An algorithmic planner developed by a team at Carnegie Mellon University’s Robotics Institute (RI) can aid in delegating tasks to humans and robots. The planner, named “Act, Delegate, or Learn,” considers a list of activities before determining the best method to distribute them.
The algorithmic planner can aid in delegating tasks to humans and robots
The paper is titled “Synergistic Scheduling of Learning and Allocation of Tasks in Human-Robot Teams,” It was presented at the International Conference on Robotics and Automation in Philadelphia. The researchers are focused on three main questions in the study:
- When should a robot act to complete a task?
- When should a task be delegated to a human?
- When should a robot learn a new task?
“There are costs associated with the decisions made, such as the time it takes a human to complete a task or teach a robot to complete a task and the cost of a robot failing at a task. Given all those costs, our system will give you the optimal division of labor,” said Shivam Vats, the lead author and a Ph.D. student in the RI.
The work may be useful in manufacturing and assembly facilities and other settings where humans and robots collaborate to finish numerous duties. Using a model where people and machines put blocks into a peg board and stack parts of various forms and sizes manufactured of Lego bricks, the algorithmic planner was tested, as can be seen below.
“This planning problem results in a search tree that grows exponentially with n – making standard graph search algorithms intractable. We address this by converting the problem into a mixed-integer program that can be solved efficiently using off-the-shelf solvers with bounds on solution quality. To predict the benefit of learning, we use an approximate simulation model of the tasks to train a precondition model parameterized by the training task. Finally, we evaluate our approach on peg insertion and Lego stacking tasks- both in simulation and real-world, showing substantial savings in human effort,” explained the authors.

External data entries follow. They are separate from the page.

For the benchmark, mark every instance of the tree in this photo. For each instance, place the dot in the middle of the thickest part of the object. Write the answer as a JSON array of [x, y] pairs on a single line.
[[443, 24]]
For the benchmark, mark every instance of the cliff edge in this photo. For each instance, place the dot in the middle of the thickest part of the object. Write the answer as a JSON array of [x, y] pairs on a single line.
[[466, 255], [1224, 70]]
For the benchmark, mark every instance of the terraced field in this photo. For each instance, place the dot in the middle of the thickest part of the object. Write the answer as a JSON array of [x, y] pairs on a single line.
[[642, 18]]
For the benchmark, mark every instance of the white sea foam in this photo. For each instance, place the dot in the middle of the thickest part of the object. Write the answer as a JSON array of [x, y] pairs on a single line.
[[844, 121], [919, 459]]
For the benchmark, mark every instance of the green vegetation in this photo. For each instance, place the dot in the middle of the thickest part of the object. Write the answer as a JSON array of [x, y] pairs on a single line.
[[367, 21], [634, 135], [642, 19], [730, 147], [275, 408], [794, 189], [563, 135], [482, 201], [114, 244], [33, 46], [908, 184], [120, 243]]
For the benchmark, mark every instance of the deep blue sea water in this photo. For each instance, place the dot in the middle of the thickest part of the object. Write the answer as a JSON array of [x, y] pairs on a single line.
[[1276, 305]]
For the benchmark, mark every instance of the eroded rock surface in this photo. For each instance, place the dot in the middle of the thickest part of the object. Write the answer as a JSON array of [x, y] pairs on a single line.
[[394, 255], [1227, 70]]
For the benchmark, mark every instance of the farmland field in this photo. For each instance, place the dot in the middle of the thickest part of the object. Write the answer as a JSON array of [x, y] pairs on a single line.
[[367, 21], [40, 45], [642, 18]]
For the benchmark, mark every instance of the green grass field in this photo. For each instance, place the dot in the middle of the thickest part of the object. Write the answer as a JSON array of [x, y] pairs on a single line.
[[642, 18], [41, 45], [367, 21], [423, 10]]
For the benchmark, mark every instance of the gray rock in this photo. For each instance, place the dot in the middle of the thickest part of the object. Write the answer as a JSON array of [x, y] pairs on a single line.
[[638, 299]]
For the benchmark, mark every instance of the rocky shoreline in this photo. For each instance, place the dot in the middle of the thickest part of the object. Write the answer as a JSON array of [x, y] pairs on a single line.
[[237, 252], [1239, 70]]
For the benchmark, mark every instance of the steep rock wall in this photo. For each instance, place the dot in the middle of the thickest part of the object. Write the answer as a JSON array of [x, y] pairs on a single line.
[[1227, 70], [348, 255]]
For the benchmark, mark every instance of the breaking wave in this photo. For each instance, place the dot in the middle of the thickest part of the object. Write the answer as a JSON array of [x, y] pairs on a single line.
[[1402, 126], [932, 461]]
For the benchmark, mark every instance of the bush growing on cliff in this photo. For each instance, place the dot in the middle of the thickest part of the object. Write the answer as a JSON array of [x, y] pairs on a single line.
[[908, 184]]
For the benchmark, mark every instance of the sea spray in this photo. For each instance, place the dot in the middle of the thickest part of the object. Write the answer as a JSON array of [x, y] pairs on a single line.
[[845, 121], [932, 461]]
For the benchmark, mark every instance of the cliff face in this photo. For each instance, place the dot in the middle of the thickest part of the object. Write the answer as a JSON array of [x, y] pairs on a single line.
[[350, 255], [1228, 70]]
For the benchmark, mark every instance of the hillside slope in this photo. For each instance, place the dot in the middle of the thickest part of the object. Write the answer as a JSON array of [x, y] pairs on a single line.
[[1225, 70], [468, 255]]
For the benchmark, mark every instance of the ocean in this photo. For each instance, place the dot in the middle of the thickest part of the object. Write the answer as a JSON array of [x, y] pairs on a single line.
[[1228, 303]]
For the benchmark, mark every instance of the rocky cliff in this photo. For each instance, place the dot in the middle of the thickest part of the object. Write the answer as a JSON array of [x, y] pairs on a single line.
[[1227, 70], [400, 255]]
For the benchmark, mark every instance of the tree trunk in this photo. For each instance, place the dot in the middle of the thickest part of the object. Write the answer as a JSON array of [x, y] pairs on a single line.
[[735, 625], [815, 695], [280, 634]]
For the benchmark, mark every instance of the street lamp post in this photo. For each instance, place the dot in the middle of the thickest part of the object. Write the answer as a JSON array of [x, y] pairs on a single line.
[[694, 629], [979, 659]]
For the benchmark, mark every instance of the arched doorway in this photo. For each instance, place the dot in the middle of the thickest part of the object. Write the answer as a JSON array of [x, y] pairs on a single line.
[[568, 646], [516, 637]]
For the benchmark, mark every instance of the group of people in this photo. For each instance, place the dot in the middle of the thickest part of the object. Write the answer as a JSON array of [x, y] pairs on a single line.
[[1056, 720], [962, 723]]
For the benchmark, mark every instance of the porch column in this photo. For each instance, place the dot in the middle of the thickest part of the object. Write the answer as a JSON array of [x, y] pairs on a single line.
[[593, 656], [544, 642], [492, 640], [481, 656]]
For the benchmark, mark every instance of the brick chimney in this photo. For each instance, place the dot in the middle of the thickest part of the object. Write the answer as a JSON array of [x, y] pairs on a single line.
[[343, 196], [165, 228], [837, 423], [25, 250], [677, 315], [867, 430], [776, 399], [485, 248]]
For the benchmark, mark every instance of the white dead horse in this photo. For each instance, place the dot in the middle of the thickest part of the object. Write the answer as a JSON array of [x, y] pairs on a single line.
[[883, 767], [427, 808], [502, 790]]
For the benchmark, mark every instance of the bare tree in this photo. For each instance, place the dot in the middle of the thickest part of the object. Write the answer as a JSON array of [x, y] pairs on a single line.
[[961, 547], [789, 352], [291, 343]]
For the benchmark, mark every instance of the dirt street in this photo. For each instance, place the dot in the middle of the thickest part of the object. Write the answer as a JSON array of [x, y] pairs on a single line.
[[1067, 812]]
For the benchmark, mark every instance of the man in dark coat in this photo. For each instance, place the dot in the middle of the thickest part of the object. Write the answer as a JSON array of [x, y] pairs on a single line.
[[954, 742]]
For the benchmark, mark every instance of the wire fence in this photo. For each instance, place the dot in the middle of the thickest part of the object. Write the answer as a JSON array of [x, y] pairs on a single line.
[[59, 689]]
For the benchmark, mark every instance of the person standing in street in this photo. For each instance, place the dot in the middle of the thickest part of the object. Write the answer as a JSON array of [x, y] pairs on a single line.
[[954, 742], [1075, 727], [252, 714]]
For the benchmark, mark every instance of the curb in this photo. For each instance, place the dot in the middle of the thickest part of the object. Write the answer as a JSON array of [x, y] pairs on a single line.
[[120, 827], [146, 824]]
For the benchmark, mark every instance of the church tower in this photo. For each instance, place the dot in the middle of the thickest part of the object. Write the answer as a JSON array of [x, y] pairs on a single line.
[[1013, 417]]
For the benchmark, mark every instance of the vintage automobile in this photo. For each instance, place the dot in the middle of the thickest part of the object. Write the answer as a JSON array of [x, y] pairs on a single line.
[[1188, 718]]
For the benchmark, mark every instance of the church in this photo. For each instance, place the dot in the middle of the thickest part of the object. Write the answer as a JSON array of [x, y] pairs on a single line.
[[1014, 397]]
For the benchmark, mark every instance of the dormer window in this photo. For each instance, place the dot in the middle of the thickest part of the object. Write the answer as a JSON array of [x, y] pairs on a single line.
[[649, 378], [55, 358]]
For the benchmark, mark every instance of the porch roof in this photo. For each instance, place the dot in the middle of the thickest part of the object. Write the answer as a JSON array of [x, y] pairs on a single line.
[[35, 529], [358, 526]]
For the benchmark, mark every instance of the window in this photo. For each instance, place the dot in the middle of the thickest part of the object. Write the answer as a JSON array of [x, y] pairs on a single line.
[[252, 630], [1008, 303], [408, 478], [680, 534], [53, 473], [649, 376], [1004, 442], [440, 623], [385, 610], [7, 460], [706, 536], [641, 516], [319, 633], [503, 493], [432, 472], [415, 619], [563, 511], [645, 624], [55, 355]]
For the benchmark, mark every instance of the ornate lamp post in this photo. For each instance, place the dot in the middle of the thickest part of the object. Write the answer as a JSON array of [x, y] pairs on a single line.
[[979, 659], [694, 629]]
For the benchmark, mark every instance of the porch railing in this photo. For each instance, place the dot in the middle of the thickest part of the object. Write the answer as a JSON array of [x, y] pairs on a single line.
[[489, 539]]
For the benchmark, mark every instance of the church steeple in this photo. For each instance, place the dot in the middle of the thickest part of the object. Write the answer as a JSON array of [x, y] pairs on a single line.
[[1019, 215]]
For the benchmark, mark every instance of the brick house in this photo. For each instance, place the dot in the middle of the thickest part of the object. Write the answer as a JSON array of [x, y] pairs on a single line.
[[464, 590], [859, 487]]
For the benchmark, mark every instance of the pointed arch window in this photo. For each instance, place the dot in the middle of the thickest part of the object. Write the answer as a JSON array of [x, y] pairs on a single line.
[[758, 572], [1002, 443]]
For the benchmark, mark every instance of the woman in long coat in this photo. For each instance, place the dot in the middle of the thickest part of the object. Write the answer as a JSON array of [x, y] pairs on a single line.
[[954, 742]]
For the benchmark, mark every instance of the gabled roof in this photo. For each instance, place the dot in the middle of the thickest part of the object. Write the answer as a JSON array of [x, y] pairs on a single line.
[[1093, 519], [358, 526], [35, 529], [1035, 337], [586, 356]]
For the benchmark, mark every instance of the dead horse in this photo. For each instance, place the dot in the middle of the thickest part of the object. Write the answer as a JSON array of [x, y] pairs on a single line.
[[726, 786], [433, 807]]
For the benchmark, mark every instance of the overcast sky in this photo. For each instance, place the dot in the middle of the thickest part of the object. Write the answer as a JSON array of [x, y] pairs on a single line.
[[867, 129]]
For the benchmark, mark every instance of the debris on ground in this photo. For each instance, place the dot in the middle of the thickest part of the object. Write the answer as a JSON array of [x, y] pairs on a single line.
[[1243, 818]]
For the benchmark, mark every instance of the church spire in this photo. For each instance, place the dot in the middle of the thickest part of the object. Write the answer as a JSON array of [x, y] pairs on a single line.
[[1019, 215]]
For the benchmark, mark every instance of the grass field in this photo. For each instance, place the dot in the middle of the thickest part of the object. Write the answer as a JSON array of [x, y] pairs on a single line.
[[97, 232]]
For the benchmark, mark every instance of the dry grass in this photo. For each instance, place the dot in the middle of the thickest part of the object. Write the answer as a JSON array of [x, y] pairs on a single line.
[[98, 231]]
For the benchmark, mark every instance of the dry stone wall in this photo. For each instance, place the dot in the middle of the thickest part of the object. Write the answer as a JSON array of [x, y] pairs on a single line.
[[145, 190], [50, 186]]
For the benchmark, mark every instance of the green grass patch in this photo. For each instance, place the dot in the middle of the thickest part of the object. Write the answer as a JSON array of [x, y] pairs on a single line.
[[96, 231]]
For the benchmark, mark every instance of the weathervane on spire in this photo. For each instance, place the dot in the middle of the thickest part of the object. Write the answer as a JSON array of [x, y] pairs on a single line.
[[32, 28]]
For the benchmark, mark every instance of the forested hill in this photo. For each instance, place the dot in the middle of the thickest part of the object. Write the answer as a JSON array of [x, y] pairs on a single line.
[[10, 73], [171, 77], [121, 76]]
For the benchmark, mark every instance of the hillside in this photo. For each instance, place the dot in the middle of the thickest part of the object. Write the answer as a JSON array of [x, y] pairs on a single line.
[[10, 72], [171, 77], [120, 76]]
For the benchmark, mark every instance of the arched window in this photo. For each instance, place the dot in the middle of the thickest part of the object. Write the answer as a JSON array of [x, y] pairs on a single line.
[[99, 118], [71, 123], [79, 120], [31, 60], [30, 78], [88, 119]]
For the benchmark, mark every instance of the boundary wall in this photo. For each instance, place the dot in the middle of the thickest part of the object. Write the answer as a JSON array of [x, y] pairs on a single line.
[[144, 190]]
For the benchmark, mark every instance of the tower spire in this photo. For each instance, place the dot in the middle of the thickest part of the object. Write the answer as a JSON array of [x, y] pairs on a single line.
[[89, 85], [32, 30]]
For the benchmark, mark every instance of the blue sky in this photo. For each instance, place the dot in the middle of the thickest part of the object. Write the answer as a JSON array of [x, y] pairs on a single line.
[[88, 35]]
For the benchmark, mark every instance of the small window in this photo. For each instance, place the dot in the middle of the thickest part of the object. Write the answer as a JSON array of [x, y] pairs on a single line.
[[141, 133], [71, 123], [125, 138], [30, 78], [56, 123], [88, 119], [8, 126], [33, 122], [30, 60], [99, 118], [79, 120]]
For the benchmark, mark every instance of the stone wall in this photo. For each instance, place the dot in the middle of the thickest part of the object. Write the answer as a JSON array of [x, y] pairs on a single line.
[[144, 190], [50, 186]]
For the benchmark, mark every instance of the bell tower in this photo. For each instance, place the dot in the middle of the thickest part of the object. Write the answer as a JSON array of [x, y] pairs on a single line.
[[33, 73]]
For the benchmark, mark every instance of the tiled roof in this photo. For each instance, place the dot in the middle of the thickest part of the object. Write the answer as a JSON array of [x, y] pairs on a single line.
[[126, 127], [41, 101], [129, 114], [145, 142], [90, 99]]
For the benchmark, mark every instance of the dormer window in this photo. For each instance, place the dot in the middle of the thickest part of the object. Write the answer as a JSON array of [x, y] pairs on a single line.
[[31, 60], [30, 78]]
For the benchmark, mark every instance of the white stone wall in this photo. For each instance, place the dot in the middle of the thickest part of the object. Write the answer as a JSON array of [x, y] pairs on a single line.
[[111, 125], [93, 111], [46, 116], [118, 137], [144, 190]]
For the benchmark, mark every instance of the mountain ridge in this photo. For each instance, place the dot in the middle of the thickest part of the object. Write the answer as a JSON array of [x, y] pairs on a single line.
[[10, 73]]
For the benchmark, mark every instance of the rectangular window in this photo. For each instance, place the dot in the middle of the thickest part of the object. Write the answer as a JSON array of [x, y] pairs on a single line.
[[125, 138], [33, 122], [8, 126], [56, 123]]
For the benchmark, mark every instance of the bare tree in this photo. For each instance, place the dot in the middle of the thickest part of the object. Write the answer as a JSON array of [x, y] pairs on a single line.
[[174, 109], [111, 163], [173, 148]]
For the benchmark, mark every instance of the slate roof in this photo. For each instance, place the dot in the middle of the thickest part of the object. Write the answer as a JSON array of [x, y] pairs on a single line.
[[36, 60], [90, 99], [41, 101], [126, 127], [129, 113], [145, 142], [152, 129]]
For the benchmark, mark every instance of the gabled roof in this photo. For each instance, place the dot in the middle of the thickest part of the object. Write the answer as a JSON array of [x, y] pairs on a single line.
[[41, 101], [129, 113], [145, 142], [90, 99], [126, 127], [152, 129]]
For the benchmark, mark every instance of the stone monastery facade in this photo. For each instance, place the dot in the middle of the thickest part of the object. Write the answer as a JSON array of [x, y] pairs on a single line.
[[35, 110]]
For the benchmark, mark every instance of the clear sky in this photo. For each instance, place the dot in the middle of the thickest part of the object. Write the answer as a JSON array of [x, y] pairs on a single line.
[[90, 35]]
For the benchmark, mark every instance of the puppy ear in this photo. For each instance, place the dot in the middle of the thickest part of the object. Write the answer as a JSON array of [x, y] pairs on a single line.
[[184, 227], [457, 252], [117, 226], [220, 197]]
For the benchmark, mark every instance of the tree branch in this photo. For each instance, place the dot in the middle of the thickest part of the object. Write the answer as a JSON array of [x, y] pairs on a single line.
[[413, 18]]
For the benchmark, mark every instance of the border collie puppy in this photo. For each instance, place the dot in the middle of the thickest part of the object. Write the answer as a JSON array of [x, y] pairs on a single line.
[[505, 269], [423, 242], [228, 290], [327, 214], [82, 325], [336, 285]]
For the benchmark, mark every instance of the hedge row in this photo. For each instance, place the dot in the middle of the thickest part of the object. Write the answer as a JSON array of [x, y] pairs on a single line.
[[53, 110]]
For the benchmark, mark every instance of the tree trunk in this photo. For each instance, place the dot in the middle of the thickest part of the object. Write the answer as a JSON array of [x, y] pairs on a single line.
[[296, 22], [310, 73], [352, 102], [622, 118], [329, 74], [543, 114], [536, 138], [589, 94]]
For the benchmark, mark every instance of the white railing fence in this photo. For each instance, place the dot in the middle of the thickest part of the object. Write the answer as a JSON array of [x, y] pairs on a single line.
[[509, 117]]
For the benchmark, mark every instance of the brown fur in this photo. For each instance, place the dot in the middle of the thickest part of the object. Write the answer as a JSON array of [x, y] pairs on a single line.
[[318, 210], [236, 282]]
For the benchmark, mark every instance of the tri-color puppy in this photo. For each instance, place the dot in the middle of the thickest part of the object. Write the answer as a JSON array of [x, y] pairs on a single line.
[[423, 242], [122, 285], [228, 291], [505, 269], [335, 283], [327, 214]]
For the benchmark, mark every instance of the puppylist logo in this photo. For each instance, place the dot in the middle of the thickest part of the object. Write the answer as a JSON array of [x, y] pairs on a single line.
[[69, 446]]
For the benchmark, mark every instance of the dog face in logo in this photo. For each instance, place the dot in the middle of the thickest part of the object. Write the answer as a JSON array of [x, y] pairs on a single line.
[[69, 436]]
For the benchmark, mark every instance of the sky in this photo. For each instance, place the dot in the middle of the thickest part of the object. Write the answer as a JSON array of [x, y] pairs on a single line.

Delegating and dividing labor, even when robots are on the team, is not new. But this study is also one of the first to include robot learning in its reasoning.
“Robots aren’t static anymore. They can be improved, and they can be taught,” said Vats.
In manufacturing, a human may manually operate a robotic arm to instruct the machine on how to accomplish a procedure. Teaching a robot takes time and, as a result, has an expensive up-front price tag. However, if the robot can learn a new skill and predict what other activities it could execute after learning one, it may be advantageous in the long run. The ability of a robot to anticipate what additional jobs it might do once it learns a new skill is part of its complexity. If you are new to artificial intelligence and machine learning in the industry, check out our article entitled AI in manufacturing: The future of Industry 4.0.
Given this data, the algorithmic planner transforms the issue into a mixed-integer program – an optimization technique frequently used in scheduling, production planning, and network design – that may be efficiently handled by off-the-shelf software. In all cases, the algorithmic planner outperformed traditional models and lowered task completion costs by 10% to 15%. The efficiency that artificial intelligence brings to the table is undeniable. In today’s world, AI drives the Industry 4.0 transformation, and every expert should keep an eye open.
Vats presented his paper “Synchronous Scheduling of Learning and Allocation of Tasks in Human-Robot Teams,” which was nominated for the outstanding interaction paper award at the International Conference on Robotics and Automation in Philadelphia. Maxim Likhachev, an associate professor from RI, and Oliver Kroemer, an assistant professor from RI, were among the study’s authors. The study was conducted with assistance from the Office of Naval Research and the Army Research Laboratory.